ULEE LHEU, Indonesia – Gathering in the shadow of a tsunami-battered mosque, local leaders and international donors took stock Saturday of a disaster that wiped out vast stretches of Indonesia’s Aceh province, saying rebuilding efforts were picking up after months of delays.
The ceremony marking six months since the Dec. 26 disaster was also a time to remember the dead, with prayers from the Quran and recollections of a young tsunami survivor, Nada Lutfiah, who lost her parents in the calamity.
The fourth-grader had received a letter from a third-grader in Michigan expressing hope that her family had survived. But she had to write back with the awful truth.
“Unfortunately, my family – father, mother, brother and sister – are gone,” Lutfiah said, reading from her letter. “Now, I’m alone.”
Amid the grief, efforts to physically rebuild Aceh have been plagued by political squabbling, donors’ concerns about corruption, challenges in implementing a new finance law and government delays in releasing guidelines for rebuilding.

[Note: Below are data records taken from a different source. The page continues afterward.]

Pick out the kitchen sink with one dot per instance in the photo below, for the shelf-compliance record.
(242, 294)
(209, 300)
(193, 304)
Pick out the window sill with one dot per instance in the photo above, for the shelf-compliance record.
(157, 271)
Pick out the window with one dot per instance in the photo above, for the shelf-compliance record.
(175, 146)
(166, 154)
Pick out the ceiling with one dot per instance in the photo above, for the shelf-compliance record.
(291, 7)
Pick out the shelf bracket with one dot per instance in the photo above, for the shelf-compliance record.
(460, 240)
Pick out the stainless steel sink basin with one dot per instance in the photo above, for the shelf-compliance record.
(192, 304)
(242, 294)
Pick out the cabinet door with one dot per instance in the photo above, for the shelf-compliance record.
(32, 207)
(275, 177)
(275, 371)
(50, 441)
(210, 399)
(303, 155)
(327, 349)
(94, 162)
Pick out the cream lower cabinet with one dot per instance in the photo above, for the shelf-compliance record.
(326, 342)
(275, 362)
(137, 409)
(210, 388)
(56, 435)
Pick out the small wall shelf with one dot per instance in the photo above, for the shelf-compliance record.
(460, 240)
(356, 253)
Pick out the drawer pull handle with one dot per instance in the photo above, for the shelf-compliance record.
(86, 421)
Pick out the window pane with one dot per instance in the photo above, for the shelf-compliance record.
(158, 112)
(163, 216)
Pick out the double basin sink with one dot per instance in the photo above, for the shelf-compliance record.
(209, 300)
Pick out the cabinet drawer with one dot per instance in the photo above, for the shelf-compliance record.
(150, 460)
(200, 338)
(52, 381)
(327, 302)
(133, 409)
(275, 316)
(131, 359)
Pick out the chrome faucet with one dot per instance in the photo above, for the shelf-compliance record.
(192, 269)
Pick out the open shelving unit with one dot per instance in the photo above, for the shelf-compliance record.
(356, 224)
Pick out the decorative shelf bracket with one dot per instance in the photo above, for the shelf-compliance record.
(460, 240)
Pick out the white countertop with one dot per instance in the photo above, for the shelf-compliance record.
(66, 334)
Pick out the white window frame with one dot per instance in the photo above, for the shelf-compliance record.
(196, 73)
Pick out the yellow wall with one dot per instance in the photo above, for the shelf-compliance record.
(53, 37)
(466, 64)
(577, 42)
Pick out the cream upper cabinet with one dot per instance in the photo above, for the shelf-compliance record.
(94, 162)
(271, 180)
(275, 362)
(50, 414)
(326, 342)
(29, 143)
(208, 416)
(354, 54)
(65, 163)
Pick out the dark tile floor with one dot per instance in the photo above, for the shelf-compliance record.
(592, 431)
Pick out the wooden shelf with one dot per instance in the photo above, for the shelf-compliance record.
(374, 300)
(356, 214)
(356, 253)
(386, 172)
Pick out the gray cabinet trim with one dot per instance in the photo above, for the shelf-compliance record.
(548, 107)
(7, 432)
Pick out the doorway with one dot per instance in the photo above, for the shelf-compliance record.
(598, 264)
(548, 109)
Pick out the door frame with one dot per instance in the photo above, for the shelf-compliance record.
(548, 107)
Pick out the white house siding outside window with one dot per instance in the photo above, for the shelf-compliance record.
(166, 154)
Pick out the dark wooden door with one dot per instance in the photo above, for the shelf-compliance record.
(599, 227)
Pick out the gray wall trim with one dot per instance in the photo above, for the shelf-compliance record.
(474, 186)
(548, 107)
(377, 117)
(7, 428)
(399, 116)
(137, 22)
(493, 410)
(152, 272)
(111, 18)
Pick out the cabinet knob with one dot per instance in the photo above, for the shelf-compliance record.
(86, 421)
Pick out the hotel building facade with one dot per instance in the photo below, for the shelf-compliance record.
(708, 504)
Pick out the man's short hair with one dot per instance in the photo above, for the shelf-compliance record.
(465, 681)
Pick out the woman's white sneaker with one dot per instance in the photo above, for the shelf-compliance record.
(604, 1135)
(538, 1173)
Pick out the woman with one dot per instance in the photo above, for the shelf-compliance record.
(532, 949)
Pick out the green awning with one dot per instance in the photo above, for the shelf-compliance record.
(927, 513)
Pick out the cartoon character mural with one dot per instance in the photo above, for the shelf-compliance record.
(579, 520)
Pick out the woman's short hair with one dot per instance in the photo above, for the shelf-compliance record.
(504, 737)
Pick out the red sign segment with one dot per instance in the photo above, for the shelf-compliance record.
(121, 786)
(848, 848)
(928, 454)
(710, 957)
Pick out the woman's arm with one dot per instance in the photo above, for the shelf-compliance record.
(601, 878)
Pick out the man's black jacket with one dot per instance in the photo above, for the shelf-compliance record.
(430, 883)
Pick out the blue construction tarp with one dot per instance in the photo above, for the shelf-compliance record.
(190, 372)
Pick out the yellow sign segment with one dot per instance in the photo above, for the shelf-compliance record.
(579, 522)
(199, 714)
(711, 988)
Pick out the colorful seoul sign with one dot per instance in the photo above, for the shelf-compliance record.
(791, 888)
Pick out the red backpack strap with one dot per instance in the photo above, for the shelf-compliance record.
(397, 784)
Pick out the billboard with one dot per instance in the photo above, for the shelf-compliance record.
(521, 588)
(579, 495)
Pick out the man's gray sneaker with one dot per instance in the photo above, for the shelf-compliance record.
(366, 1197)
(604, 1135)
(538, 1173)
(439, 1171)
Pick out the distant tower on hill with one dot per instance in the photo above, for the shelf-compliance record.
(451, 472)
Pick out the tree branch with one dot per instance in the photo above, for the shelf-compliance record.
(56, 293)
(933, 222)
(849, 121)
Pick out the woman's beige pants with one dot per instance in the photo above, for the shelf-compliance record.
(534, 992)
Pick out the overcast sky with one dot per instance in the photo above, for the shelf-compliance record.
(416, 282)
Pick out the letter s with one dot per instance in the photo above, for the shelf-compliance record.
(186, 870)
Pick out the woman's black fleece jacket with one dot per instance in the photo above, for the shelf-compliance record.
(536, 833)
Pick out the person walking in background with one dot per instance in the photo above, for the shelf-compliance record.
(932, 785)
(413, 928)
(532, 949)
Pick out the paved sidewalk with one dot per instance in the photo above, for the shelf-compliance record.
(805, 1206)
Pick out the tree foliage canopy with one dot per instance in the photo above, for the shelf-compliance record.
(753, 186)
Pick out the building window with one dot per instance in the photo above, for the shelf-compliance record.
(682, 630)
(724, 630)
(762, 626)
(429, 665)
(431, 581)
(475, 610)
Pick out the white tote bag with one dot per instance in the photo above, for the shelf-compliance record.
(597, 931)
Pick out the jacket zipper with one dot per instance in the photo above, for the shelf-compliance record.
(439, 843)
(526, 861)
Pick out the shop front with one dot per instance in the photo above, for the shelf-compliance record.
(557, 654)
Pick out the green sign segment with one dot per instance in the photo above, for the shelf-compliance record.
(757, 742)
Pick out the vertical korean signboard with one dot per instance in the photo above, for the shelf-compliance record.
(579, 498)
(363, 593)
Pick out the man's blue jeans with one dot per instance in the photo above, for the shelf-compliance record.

But officials said Saturday the situation was improving.
“Now it’s time to look forward,” said Kuntoro Mangkusubroto, director of the Rehabilitation and Reconstruction Agency for Aceh and Nias. “Finally, things are happening on the ground.”
He said $2.8 billion has been disbursed by foreign donors and $1.9 billion in projects approved by his agency.
Officials from the World Bank, the United States, Australia and Japan, among others, noted the scattered signs of progress in Aceh: dozens of new homes going up in destroyed villages and a pier being rebuilt in one town.
“We’re at a stage now (that) within the next month or so we’ll really begin to see recovery and reconstruction changes physically in Aceh,” said Bo Asplund, the top U.N. official in Indonesia.
The U.N. High Commissioner for Refugees, which pulled out of the province in March in a dispute with the government, used the occasion to say it was returning.
However, the rosy picture painted by officials has been lost on the few residents who have returned to the coastal area called Ulee Lheu. Once it was home to several thriving middle-class neighborhoods. Six months after the disaster, it’s still little more than piles of dirt, bricks and trash.